Role of non degenerate components:

  • These are distributions that do not have all probability mass at a single point.

  • Batch ensemble can be interpreted as using a mixture of Dirac delta components (???)

Posteriors (Mixture or average)

  • log-likelihood: mixture or average, when using mixture distributions as the approximate posterior, the expected $\log$ likelihood involves an average over all mixture components.

  • One can get a tight bound using Jensens inequality on the log marginal likelihood

  • The log-mixture likelihood is preferred over the average as it is guaranteed to provide at least as good a bound onthe log marginal.

Experiments

Use ImageNet, CIFAR-10, CIFAR-100.

Related Work

Heirarchical priors and variational approximations

  • Rank-1 factors can be interpreted as scale factors that are shared across weight elements.
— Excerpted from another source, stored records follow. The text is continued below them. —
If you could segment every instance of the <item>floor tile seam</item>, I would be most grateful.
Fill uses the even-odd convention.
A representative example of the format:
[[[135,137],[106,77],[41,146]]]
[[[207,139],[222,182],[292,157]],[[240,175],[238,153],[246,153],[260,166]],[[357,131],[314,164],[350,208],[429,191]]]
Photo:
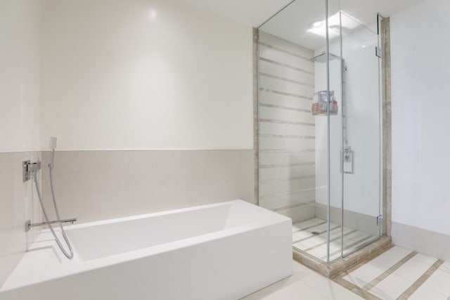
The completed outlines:
[[[312,225],[312,226],[311,226],[305,227],[304,228],[302,228],[302,229],[300,229],[300,230],[299,230],[292,231],[292,234],[294,234],[294,233],[300,233],[300,232],[301,232],[301,231],[305,231],[305,230],[307,230],[308,229],[311,229],[311,228],[312,228],[313,227],[316,227],[316,226],[319,226],[319,225],[325,224],[326,223],[326,221],[323,221],[323,222],[322,222],[322,223],[317,223],[317,224]]]
[[[351,233],[356,233],[356,231],[358,231],[358,230],[356,230],[355,229],[354,230],[352,230],[352,231],[351,231],[350,233],[348,233],[347,234],[351,234]],[[344,236],[345,236],[345,235],[344,235]],[[330,240],[330,242],[334,242],[334,241],[336,241],[336,240],[340,240],[340,238],[341,238],[341,237],[335,237],[334,239]],[[321,242],[321,243],[319,243],[319,244],[315,244],[315,245],[314,245],[314,247],[310,247],[309,248],[305,249],[304,249],[304,250],[303,250],[303,251],[304,251],[305,252],[309,252],[309,251],[314,250],[314,249],[320,248],[320,247],[321,247],[321,246],[324,245],[324,244],[326,244],[326,243],[327,243],[327,241],[326,241],[326,240],[325,240],[325,242]]]
[[[351,234],[351,233],[349,233],[349,234]],[[352,244],[350,244],[349,245],[347,245],[347,246],[344,247],[344,249],[342,249],[342,252],[344,252],[345,250],[348,250],[349,249],[350,249],[350,248],[352,248],[353,247],[355,247],[355,246],[358,245],[359,244],[362,244],[362,243],[366,242],[368,240],[369,240],[369,239],[371,239],[372,237],[373,237],[373,236],[368,236],[368,237],[365,237],[364,239],[359,240],[359,241],[356,241],[356,242],[353,242],[353,243],[352,243]],[[331,253],[330,254],[330,256],[338,254],[340,252],[341,252],[341,250],[335,251],[334,252],[333,252],[333,253]]]
[[[375,278],[372,280],[370,282],[367,283],[366,285],[363,287],[363,289],[368,291],[373,288],[375,285],[380,283],[381,281],[386,279],[390,275],[392,274],[395,270],[398,270],[401,266],[404,265],[405,263],[409,261],[411,259],[414,257],[417,254],[417,252],[413,251],[409,253],[408,255],[404,256],[403,259],[400,259],[395,264],[392,266],[387,270],[384,271],[382,273],[377,276]]]
[[[357,285],[345,280],[342,277],[336,277],[333,280],[333,281],[366,300],[382,300],[381,298],[378,298],[377,296],[371,294],[368,291],[363,289]]]
[[[313,227],[315,227],[315,226],[313,226]],[[311,228],[313,228],[313,227],[311,227]],[[330,228],[330,231],[331,231],[331,230],[334,230],[335,229],[338,229],[338,228],[340,228],[340,226],[339,226],[339,225],[338,225],[337,227],[335,227],[335,228]],[[311,229],[311,228],[309,228],[309,229]],[[301,230],[301,231],[303,231],[303,230]],[[319,235],[313,235],[313,234],[311,233],[311,235],[309,235],[309,237],[303,237],[303,238],[302,238],[302,239],[300,239],[300,240],[295,240],[295,242],[292,242],[292,244],[296,244],[296,243],[300,242],[303,242],[303,241],[307,240],[308,240],[308,239],[310,239],[311,237],[317,237],[317,236],[319,236],[320,235],[321,235],[321,234],[323,234],[323,233],[326,233],[326,231],[327,231],[327,230],[324,230],[324,231],[319,231]]]
[[[393,244],[390,244],[387,245],[386,247],[386,248],[384,249],[384,252],[382,252],[381,254],[380,254],[380,253],[374,253],[374,254],[372,254],[369,255],[368,257],[367,257],[366,259],[364,259],[364,260],[362,260],[359,263],[358,263],[356,265],[353,266],[352,268],[348,268],[348,269],[341,272],[340,274],[338,274],[337,275],[337,277],[344,278],[344,277],[349,275],[352,272],[358,270],[359,268],[362,267],[363,266],[370,263],[371,261],[373,261],[373,259],[375,259],[377,257],[380,256],[380,255],[386,253],[387,252],[388,252],[391,249],[394,248],[394,247],[395,246]]]
[[[444,263],[444,261],[438,259],[433,263],[427,270],[425,270],[420,277],[419,277],[413,284],[406,289],[399,297],[397,300],[406,300],[409,298],[417,289],[418,289],[423,283],[427,281],[430,277],[436,272],[441,265]],[[449,296],[450,297],[450,296]]]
Variance reduction techniques for variational BNNs

Parameter efficient ensembles

  • MC dropout is the most popular efficient ensembling technique based on Bernoulli noise that deactiviates hidden units during training and testing, BatchEnsembles uses rank-1 factors

Scaling up BNNs

  • Variational Online Gauss mentions scaling up BNNs to ImageNet, which outperform a deterministic baseline in terms of NLL but not accuracy, and using approximately 2 times the number of neural network weights. The three others (Osawaet al., 2019). Cyclical SGMCMC (Zhang et al., 2020) and adaptive thermostat MC (Heek & Kalchbrenner, 2019) outperform a deterministic baseline in terms of NLL and accuracy.

This paper does not apply strategies such as fixed KL scaling or termpering since it uses a rank-1 BNN.